The sound scripting, as a whole, is very recycled. The same sounds are heard for almost anytime a character gets hurt, or hits something, or anything else that happens frequently over the show. The soundtrack stays mostly the same over the whole show, and this gets annoying whenever you start hearing a song you've already heard at least 20 times before. But there are a few instances in which sparingly-used tracks make an appearance. This helps emphasize the moods of the particular scenes well. The same opening song is used for every episode, excluding a few episodes that have no opening. The repetition could get very annoying for some, but this is to be expected for such a lengthy show. I would have liked if the opening song and the soundtrack changed at least once during the show's run, but I guess not doing that saves money, which is something studios generally try to do whenever they can.

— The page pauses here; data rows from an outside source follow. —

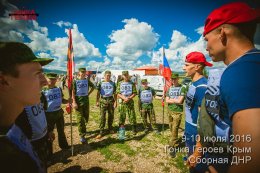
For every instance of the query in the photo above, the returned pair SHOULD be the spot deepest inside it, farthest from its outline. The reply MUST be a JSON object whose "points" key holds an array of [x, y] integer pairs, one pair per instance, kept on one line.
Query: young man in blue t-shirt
{"points": [[194, 66], [229, 32]]}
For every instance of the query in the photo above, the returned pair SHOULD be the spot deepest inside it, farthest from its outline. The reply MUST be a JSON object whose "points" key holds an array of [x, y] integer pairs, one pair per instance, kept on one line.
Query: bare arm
{"points": [[246, 122]]}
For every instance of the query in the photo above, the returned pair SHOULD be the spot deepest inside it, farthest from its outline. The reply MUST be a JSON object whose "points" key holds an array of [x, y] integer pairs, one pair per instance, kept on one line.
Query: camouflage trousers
{"points": [[82, 115], [127, 108], [57, 118], [150, 114], [174, 124], [43, 148], [106, 105]]}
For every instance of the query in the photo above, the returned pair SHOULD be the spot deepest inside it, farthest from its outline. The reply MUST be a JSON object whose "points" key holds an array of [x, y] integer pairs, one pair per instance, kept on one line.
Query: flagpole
{"points": [[70, 71], [163, 97]]}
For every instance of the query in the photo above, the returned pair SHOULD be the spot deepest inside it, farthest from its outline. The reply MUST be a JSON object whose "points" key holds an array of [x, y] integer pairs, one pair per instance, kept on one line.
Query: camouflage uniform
{"points": [[129, 106], [106, 91], [175, 112], [54, 112], [146, 107], [82, 100]]}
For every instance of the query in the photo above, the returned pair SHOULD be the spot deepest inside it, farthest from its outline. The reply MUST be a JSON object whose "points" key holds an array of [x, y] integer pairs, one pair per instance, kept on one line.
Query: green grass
{"points": [[116, 151]]}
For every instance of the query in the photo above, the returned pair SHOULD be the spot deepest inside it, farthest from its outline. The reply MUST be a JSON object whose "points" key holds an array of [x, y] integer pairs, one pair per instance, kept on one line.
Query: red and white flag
{"points": [[70, 65]]}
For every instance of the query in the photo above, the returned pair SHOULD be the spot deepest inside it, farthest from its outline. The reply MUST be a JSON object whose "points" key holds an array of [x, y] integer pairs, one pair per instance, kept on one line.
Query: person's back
{"points": [[229, 32]]}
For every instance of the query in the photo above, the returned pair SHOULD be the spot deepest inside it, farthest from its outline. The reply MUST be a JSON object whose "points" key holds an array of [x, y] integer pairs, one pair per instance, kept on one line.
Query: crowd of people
{"points": [[220, 111]]}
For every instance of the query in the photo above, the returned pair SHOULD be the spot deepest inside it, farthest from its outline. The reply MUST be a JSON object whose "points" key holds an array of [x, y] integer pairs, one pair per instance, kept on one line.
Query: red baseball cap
{"points": [[197, 57], [232, 13]]}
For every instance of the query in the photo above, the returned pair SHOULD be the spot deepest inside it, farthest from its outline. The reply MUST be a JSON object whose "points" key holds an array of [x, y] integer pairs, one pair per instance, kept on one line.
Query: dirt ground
{"points": [[144, 153]]}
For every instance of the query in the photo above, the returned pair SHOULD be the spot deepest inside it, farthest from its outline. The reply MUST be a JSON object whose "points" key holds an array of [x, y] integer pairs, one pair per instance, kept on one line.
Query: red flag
{"points": [[70, 65]]}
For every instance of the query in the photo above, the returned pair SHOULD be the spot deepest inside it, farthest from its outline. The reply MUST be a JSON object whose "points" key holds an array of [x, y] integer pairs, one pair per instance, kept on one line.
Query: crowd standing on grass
{"points": [[223, 106]]}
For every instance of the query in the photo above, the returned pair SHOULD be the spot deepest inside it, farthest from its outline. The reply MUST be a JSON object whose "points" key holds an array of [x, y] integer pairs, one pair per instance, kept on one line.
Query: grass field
{"points": [[140, 153]]}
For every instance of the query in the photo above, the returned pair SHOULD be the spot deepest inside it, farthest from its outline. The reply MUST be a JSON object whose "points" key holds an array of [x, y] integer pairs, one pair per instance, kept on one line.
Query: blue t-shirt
{"points": [[240, 84], [193, 100]]}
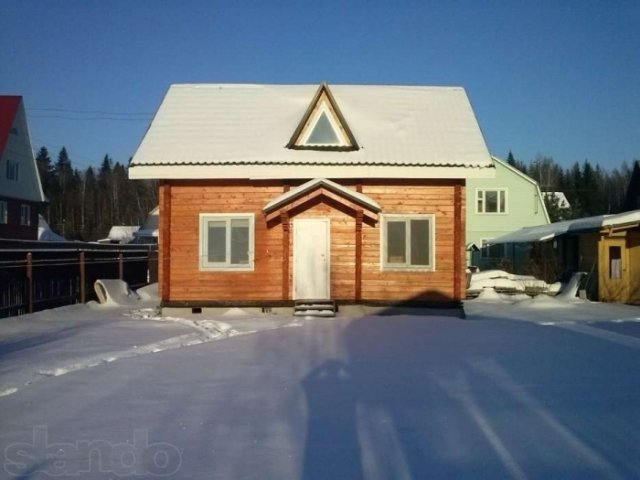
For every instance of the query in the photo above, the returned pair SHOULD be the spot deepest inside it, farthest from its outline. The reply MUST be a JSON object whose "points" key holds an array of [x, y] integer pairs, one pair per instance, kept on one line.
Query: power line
{"points": [[95, 112], [63, 117]]}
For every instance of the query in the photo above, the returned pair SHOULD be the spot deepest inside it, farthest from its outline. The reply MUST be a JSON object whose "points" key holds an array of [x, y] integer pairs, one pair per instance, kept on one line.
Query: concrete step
{"points": [[315, 308]]}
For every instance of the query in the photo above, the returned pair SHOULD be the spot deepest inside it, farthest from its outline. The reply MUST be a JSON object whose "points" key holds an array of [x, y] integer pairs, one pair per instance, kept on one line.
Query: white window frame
{"points": [[481, 192], [25, 215], [323, 107], [482, 249], [384, 265], [4, 212], [204, 264]]}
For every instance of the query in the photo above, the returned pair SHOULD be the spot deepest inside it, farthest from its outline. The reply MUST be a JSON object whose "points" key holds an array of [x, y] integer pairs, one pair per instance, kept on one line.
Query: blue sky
{"points": [[556, 78]]}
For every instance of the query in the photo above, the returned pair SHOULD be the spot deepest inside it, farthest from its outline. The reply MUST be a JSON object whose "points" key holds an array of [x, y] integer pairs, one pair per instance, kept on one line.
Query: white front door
{"points": [[311, 258]]}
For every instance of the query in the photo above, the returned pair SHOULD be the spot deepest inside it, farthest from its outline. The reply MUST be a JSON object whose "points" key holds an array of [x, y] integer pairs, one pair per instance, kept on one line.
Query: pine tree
{"points": [[632, 197], [45, 171]]}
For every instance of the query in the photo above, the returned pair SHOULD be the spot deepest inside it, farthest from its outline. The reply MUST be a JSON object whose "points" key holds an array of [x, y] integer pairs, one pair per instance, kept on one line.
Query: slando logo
{"points": [[138, 457]]}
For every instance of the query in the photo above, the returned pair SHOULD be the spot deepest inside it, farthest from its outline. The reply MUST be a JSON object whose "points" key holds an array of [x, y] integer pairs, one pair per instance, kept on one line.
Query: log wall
{"points": [[181, 202]]}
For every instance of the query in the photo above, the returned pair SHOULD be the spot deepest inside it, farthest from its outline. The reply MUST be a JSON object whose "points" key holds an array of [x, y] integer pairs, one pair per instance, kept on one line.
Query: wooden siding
{"points": [[187, 199]]}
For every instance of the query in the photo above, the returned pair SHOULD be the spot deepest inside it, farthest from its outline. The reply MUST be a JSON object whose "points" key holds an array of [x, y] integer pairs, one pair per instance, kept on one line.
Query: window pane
{"points": [[396, 242], [419, 242], [240, 241], [216, 248], [615, 263], [491, 198], [323, 133]]}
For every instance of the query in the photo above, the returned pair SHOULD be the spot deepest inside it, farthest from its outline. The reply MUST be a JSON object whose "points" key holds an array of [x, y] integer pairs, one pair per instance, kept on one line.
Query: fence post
{"points": [[30, 282], [120, 266], [83, 279]]}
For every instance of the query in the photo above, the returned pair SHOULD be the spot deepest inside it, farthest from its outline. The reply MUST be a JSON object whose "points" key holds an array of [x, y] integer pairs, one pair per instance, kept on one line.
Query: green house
{"points": [[497, 206]]}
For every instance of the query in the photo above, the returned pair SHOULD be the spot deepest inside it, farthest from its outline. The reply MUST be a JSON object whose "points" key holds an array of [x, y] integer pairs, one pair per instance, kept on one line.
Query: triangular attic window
{"points": [[323, 127], [323, 133]]}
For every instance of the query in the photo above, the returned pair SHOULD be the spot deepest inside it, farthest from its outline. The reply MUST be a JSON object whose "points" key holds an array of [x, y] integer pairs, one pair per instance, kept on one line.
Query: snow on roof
{"points": [[323, 182], [121, 233], [559, 197], [224, 128], [541, 233], [45, 234]]}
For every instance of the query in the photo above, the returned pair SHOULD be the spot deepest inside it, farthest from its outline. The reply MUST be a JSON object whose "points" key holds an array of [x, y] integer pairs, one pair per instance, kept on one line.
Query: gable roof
{"points": [[8, 110], [296, 192], [526, 177], [217, 131], [15, 147]]}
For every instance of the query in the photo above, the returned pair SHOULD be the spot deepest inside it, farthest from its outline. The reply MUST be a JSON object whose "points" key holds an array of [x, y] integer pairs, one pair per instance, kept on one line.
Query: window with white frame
{"points": [[25, 214], [4, 212], [490, 250], [491, 201], [408, 242], [226, 241]]}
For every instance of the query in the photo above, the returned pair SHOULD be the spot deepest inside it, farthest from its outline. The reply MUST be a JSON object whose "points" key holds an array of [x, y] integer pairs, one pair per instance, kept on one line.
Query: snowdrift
{"points": [[115, 293]]}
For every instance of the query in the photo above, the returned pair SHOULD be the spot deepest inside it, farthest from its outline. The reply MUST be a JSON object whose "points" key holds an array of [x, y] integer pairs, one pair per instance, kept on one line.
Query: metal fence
{"points": [[39, 275]]}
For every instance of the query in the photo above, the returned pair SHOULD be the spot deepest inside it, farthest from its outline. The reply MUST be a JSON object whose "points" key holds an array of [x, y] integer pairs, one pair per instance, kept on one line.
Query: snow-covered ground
{"points": [[520, 388]]}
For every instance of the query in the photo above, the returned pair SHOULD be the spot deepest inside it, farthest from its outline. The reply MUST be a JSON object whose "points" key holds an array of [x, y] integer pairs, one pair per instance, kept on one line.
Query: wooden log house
{"points": [[276, 193]]}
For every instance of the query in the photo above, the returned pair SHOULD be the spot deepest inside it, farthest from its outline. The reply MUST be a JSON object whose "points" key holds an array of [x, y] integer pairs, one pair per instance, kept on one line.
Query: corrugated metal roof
{"points": [[542, 233], [244, 125]]}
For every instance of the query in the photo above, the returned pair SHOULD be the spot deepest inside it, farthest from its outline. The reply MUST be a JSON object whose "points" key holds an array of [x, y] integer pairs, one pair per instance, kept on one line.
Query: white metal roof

Hunter x Hunter is one of the best battle shounen I've ever seen, and the only one that even comes close is Fullmetal Alchemist, though I'm not sure if I could consider that a battle shounen, and it's been a while since I've seen that so I can't compare it to Hunter fairly. But I digress--Hunter x Hunter's presentation, attention to detail, and characters make it enjoyable for about anyone, which is what makes it important in the realm of battle shounen. I would only consider one part of the show to be "great," because the rest of the series is held back by its repetition, relatively low amount of thematic and character integration, and general cheesiness.

The six arcs other than the Ant arc are far from bad, but are they outstanding? No, and some people might disagree with me for placing so much importance on character development and thematic depth. In response to these people, I'd say that an intellectual and emotional connection with the audience is a large part of what makes a narrative memorable, and is what makes it able to exist outside of its identity as simple entertainment. So since the six non-ant arcs never appeared to me as being able to establish a deep connection of this sort , I cannot consider them as "amazing" as some people might call it.

I think the reason the show is so well-received in the first place is because of its ability to draw viewers and keep them highly excited to see what happens next. While it's nice that it can do that, I would have to think highly of Sword Art Online if I judged by that criteria since I enjoyed it greatly during my first watch of it. If I did this, it would be ridiculous because anyone who knows anything about narrative strength should be able to give at least a few reasons for why Sword Art Online is garbage at best from a writing standpoint.

Anyway, Hunter x Hunter is surprisingly good considering its popularity, and I hope that future popular titles will use it as an example for how to setup a fantasy world while having it make sense and be entertaining at the same time.